The stock market is unpredictable, with prices soaring one day and tumbling the next. So, where should you put your hard-earned money? Here’s a quick recap of the stocks that gained and lost ground this past month, along with some insights on where to invest.
Stocks on the Rise
Both Warner Bros Discovery (WBD) and DoorDash (DASH) stocks performed well this September.
WBD climbed an impressive 66.52% last month—a major leap for any company. Warner Bros is a U.S.-based mass media and entertainment company known for its wide range of content, from film to television to news. The stock’s sharp rise came after the announcement of its merger with Paramount Skydance. While that merger news boosted prices, it also made the stock more volatile, so investors should proceed with caution.
DASH also saw growth in September, with its stock up 9.64%. Unlike Warner Bros, DoorDash appears steadier, as the company leads the food-delivery industry and reported a very strong second quarter. Its performance signals a positive growth outlook, making it an appealing option for long-term investors.
Stocks that Fell
On the flipside, Lululemon (LULU) and The Trade Desk (TTD) both declined in September.
Lululemon, the Canadian luxury athletic apparel brand, dropped 12% over the month, despite earlier analyst predictions of steady gains.
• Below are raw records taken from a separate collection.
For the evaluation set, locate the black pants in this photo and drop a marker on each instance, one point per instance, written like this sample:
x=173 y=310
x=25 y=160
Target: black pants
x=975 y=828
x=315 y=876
The decline came after the company lowered its full-year outlook, citing weaker U.S. demand along with a negative effect of tariffs on profit margins.
Meanwhile, The Trade Desk, an advertising technology company based in Ventura, California, fell about 10.3%. The drop followed Amazon’s announcement of a partnership with Netflix, giving marketers a new way to buy ads on the streaming service. This move could cut into The Trade Desk’s market share and poses a serious challenge for the company going forward.
As always, the market remains full of opportunities and risks. Keep an eye on these companies as we move into the next quarter, and remember to invest carefully.